Short explanation (for a 10-year-old):
Imagine the two pole tops as two points. The horizontal distance between their bases is 45 ft. One pole is 39 ft tall and the other is 15 ft tall, so the difference in their heights is 39 − 15 = 24 ft. That makes a right-angled triangle where the two legs are 45 ft (across the ground) and 24 ft (vertical difference). The shortest rope between the tops is the hypotenuse of that right triangle.
Use the Pythagorean theorem: hypotenuse = sqrt(45^2 + 24^2) = sqrt(2025 + 576) = sqrt(2601) = 51. So the shortest rope is 51 ft.
Evaluation of the student answer:
Student wrote: sqrt 2601. This is correct. Numerically, sqrt(2601) = 51, so the rope must be 51 ft long. The answer is accurate. To be fully clear, the student should show intermediate steps (vertical difference 24, show 45^2 + 24^2), and include units (ft).
Rubric (4-point scale):
- 4 Excellent: Correct method (Pythagoras), clear steps shown, correct calculation, units included (e.g., 51 ft).

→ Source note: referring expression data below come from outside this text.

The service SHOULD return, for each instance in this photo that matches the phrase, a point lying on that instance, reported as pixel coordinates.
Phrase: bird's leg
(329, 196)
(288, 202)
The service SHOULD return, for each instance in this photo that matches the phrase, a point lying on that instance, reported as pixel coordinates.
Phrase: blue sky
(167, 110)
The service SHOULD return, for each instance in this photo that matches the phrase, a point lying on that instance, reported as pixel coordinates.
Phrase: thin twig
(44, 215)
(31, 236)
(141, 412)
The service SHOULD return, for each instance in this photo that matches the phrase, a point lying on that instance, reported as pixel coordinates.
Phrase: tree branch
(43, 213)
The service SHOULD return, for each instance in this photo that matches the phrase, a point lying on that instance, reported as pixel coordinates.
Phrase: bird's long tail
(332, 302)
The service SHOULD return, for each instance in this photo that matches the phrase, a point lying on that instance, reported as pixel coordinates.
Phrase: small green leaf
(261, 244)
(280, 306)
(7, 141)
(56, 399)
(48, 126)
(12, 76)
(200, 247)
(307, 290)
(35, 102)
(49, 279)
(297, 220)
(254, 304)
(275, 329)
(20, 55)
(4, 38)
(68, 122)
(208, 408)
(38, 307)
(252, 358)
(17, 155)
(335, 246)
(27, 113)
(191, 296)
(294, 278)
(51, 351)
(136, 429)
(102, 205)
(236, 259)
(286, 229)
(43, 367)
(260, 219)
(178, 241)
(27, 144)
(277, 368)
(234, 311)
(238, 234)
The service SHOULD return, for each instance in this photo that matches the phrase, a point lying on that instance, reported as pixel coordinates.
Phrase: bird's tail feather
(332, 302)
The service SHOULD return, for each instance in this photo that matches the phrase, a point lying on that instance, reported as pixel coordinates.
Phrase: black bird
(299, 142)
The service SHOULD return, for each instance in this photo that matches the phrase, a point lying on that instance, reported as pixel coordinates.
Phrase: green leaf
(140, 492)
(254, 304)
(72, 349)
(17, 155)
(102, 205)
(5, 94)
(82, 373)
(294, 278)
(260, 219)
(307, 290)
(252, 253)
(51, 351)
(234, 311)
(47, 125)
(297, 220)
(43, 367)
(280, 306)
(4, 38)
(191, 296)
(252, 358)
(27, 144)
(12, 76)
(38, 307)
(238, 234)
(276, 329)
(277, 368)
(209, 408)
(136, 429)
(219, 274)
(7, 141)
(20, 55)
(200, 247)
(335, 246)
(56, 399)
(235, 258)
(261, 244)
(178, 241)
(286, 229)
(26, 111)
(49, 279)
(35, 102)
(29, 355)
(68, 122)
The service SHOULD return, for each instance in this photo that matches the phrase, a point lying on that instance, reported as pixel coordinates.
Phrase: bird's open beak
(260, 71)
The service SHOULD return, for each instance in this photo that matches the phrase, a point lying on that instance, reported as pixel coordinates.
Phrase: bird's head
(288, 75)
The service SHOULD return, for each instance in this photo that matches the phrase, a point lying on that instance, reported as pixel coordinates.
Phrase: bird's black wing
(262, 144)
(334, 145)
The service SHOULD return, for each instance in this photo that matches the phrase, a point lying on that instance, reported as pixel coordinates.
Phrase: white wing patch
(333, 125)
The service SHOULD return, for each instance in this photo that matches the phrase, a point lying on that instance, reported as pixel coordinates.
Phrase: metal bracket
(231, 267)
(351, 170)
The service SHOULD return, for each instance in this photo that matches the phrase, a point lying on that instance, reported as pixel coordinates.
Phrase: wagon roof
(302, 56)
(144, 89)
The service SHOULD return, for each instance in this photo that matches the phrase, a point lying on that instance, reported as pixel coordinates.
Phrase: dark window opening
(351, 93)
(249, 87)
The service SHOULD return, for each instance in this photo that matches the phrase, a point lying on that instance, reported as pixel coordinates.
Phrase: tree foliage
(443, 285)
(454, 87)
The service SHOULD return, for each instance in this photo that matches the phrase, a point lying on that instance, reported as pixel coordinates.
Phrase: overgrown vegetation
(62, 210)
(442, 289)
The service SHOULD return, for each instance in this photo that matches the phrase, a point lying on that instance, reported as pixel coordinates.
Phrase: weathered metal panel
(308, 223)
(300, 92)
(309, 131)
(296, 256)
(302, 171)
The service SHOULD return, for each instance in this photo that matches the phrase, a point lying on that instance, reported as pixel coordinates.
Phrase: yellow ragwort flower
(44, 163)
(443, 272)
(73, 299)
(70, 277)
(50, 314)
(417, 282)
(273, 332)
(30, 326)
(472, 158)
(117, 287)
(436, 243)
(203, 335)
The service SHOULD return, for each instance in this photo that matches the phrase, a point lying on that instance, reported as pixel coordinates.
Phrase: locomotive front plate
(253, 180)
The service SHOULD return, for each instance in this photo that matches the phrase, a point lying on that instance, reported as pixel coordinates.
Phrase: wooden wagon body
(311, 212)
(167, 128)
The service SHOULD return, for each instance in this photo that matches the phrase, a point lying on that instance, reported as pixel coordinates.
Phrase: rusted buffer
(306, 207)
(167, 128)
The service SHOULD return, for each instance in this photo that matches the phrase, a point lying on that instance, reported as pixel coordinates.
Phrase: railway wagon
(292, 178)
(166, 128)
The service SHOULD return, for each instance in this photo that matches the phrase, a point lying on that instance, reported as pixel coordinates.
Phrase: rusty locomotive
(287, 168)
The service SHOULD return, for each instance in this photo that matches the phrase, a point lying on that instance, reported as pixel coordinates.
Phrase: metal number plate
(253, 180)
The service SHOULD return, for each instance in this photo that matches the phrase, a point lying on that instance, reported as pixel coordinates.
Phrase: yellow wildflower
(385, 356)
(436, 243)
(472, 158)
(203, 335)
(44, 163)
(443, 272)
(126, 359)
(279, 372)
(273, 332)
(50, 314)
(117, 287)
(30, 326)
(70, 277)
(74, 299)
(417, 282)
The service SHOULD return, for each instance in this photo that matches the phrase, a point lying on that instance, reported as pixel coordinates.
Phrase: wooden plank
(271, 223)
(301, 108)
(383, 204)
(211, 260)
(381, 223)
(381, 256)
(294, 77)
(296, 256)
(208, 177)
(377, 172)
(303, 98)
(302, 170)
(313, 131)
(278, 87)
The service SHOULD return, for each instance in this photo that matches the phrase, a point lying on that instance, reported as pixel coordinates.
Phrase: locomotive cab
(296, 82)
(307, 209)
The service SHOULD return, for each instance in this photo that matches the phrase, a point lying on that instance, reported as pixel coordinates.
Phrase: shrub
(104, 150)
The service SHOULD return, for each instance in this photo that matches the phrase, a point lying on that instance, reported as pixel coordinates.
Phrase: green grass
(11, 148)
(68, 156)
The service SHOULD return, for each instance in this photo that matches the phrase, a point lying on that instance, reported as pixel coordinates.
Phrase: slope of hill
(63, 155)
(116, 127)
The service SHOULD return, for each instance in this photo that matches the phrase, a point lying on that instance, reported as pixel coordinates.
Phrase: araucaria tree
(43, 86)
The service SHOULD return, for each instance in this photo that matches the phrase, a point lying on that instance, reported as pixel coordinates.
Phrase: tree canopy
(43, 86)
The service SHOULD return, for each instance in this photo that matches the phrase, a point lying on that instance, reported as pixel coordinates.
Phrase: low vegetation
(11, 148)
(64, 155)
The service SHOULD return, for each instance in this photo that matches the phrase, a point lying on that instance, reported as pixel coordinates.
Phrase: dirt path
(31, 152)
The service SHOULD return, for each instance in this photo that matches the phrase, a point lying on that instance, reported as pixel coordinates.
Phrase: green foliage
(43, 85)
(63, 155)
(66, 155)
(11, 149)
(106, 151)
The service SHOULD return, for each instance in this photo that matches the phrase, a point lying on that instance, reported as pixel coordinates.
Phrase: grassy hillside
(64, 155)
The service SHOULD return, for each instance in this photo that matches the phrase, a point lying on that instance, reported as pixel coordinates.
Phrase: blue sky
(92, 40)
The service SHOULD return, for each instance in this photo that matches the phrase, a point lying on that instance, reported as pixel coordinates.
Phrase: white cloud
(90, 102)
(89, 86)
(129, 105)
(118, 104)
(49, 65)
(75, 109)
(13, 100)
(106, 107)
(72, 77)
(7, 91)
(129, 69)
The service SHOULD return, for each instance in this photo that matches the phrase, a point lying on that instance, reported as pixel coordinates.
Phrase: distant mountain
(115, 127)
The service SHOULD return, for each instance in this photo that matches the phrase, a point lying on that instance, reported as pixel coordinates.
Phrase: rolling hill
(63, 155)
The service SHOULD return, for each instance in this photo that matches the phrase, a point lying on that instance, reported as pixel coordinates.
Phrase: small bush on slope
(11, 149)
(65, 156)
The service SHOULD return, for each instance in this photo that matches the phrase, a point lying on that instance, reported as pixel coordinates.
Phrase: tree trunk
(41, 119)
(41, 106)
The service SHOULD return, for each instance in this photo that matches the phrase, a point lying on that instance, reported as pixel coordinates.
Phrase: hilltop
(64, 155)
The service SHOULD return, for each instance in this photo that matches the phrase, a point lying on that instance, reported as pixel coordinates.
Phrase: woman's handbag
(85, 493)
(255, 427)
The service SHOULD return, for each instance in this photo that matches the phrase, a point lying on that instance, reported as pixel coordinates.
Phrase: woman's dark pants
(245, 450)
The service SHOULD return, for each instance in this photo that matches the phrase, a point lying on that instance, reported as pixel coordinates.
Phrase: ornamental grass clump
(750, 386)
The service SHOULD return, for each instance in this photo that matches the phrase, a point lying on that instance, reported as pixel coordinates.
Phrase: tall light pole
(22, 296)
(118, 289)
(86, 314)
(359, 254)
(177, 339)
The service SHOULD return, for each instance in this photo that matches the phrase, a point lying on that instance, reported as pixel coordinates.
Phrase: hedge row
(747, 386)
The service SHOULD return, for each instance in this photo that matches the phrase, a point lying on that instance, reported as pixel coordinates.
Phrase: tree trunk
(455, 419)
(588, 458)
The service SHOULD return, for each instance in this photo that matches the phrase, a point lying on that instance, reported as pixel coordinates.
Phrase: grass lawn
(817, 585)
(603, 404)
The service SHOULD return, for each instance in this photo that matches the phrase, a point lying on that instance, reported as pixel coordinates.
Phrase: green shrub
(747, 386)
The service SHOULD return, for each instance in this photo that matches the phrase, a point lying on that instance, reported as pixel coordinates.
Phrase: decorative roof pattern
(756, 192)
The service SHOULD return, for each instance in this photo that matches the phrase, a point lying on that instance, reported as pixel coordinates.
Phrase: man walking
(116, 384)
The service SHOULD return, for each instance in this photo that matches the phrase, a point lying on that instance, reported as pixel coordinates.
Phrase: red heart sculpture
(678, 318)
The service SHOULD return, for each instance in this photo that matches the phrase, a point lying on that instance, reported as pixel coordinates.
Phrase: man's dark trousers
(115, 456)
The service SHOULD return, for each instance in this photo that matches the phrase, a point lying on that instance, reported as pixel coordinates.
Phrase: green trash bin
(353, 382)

- 3 Good: Correct result and method but missing one small detail (like an intermediate step or units).
- 2 Satisfactory: Some understanding shown but incomplete method or arithmetic errors; final answer may be incorrect.
- 1 Needs improvement: Little or no correct method; misunderstanding of triangle structure or arithmetic.
Using this rubric, the student earns a 4 if they add the small missing details (intermediate steps and units). As written (just "sqrt 2601") it demonstrates correct reasoning but is brief — score: 3.5/4 (rounded to 4 with brief correction).
ACARA v9 mapping: Aligned with Measurement and Geometry content — applying the Pythagorean theorem to solve problems (Year 5/6 level).
Teacher comments (200 words, in a Nigella Lawson cadence):
In the warm hush of a kitchen on a gentle afternoon, I admire how you set your maths out — simple, direct and honest. You saw two upright poles, a slice of open air between them, and you reached for the shortest line that joins their tops. That clarity is like butter melting into hot toast. You used Pythagoras — a classic, reliable recipe — and arrived at sqrt(2601). It is a beautiful number, exact and satisfying: it is 51 feet. This solution shows that you understand horizontal and vertical differences, and how they combine to make a right-angled triangle. To lift this further, always write the intermediate steps: 39 − 15 = 24 (vertical difference), 45 (horizontal distance), then sqrt(45^2 + 24^2) = sqrt(2025 + 576) = sqrt(2601) = 51 ft. That small habit is like adding a pinch of salt — it clarifies and deepens flavour. For next time, check units and label your diagram. Mapped to ACARA v9: Measurement and Geometry — investigate lengths and apply the Pythagorean theorem to solve problems (Year 5/6). Keep cooking with numbers; your intuition is deliciously on cue. Well-presented work like this invites more complex recipes — try varied numbers and enjoy discovery today.